Skocz do zawartości

iwohank

Rekomendowane odpowiedzi

Zaczynam się rozglądać za przyczepą dla 2 dorosłych i dwójki dzieci plus ewentualny zapas.

 

Konkretne kryteria jakimi się kieruję to DMC< 1240 kg, łóżko piętrowe, stałe łóżko podwójne i "układ siedzeń w środku" (jeśli tak to się po naszemu nazywa).

 

Modele, które namierzyłem, że spełniają te kryteria to:

 

  1. Bürstner Premio 485 TK
  2. Caravelair Antares Luxe 426
  3. Sterckeman Starlett 470 PE
 

Jeśli znacie inne modele spełniające powyższe kryteria to dajcie proszę znać. Będę też wdzięczny za wszelkie doświadczenia z przyczepami o takim układzie.

 

Nie mam jakiegoś wielkiego ciśnienia bo obecnie jestem na etapie remontowania mojego Niewiadowa N390 jednak już rozglądam się za czymś większym i bardziej komfortowym.

 

Czy są jakieś zasadnicze różnice między Caravelair a Sterckeman czy można uznać, że to jedno i to samo tylko pod inną nazwą?

 

Która z powyższych marek jest Waszym zdaniem godna największej uwagi?

Odnośnik do komentarza
Udostępnij na innych stronach

Witam kolegę z Krakowa :)

Ja w dniu dzisiejszym właśnie nabyłem Burstnera Fun 480TK

I powiem biorąc pod uwagę bardzo podobne kryteria zakupu - polecam serdecznie

 

Natomiast jeśli mowa o Sterckeman to podsyłam linka:

 

http://otomoto.pl/in...e-T3828729.html

 

Dla mnie lekko wątpliwa ale jest tu na forum kolega który w razie czego ma do niej ponoć nie bardzo daleko :) i może zerknie

to tak z pozostałości po moich poszukiwaniach :)

Odnośnik do komentarza
Udostępnij na innych stronach

Gratuluję!

 

Który rocznik kupiłeś i w jakiej cenie jeśli to nie tajemnica?

 

Pochwal się fotkami :)

 

Początkowo byłem mega nastawiony na Bürstnera. Potem znalazłem te dwa inne modele, które mieszczą się w DMC 1200.

 

Dzięki za link.

Odnośnik do komentarza
Udostępnij na innych stronach

Rocznik 2004 28000 pln ale pewnych zabiegów na wiosnę przed sezonem wymaga, na szczęście większość to kosmetyka do wykonania w słoneczny weekend we własnym zakresie i w zasadzie niewielkim kosztem :)

 

Czy dużo... nie wiem, wydaje mi się że jak na jej stan, układ i DCM przy tym wszystkim to dość uczciwe pieniądze... a na pewno sensowniejsze jak cena wyjściowa ;)

Odnośnik do komentarza
Udostępnij na innych stronach

No dzięki wszystkim ale to nie mój wątek :) skupmy się może na pomocy koledze :)

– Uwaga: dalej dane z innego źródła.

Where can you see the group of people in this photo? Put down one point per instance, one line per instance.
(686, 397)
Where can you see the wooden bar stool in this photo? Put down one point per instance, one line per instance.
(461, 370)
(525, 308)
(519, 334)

no chyba ze ktoś chce to zapraszam tutaj :)

 

http://forum.karawaning.pl/topic/15898-w-poszukiwaniu-do-1200kg-dmc/

 

:) :) :)

Odnośnik do komentarza
Udostępnij na innych stronach

Nie mam jeszcze na tyle rozeznania rynkowego żeby oceniać czy to dobry deal ale wydaje mi się, że zapłaciłeś rozsądne pieniądze.

 

Ja póki co biorę pod uwagę wszystkie opcje od zaawansowanej wiekowo po nową od Niemieckiego dealera choć ceny trochę przerażają. Po tym co się naczytałem na forum coraz bardziej nastawiam się na zakup za granicą (głownie w Niemczech). Tyle, że tam Cravaelair'ów i Sterckeman'ów jak na lekarstwo. Burstnerów oczywiście całkiem sporo.

 

Co do układu to wydaje mi się być idealny. Moja N390 ma łóżko piętrowe i duże łóżko z przodu. Z dzieciństwa pamiętam, że dużego łóżka nigdy nie składaliśmy bo sporo zachodu i gnietliśmy się przy małym stoliku z tyłu przyczepy. Fakt faktem, że układ, który sobie wymyśliłem wymusza aby przyczepa była sporo dłuższa...

 

Będę wdzięczny za wszelkie praktyczne uwagi dotyczące użytkowania przyczepy o takim układzie jak wymienione powyżej przyczepki (tzn. łózko piętrowe z tyłu, łóżko stałe z przodu a w środku stół.

Odnośnik do komentarza
Udostępnij na innych stronach

To ja w kwestii istotnej jeśli o łożka pietrowe chodzi...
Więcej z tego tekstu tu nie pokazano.